I am a very alone person. I suppose part of this is my own doing. I don't trust easily and therefore I don't let others get too close to me in the "real world." You can get burned that way.
But I do want to let someone into my life. Just one or two people. I sometimes pretend I have close friends.
That's right. I pretend. I think my family sometimes forgets me. That makes holidays hard to handle. They are busy and wrapped up in their own families and lives. So I find myself not only alone but lonely during this time of the year.
The last two years I did not handle being alone well at all. To an extreme, I tried to end my existence two years in a row at this time. But I won't let this happen this year.
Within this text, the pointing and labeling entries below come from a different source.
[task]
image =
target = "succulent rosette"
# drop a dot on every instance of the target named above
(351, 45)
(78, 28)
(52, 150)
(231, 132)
I am putting on a face of sorts. When asked, I let my family know that I have someone in my life who is special to me. I let them believe I wouldn't be alone this year. I want them to think I'm as "normal" as they are with someone who doesn't truly exist.
Why do I make stuff up? To friends I say that my family is the most supportive group and that they'd never let me down. But whether intentionally or not, they do. They leave me to be alone and thus comes loneliness.
To my family, I let them know I have the best friends in the world. I let them believe that I am loved and part of a group.
It's probably little wonder that I am a lone. Everyone believes someone is there for me - family thinks friends; friends think family.
Many days I like to be alone. I have grown to be eccentric in many ways. There are ways about me that are unlike anyone else. Sometime I will write more about this.
However, this weekend I don't really want to be alone. I wish I just had one person to spend time with. I would be able to put my busy mind at rest.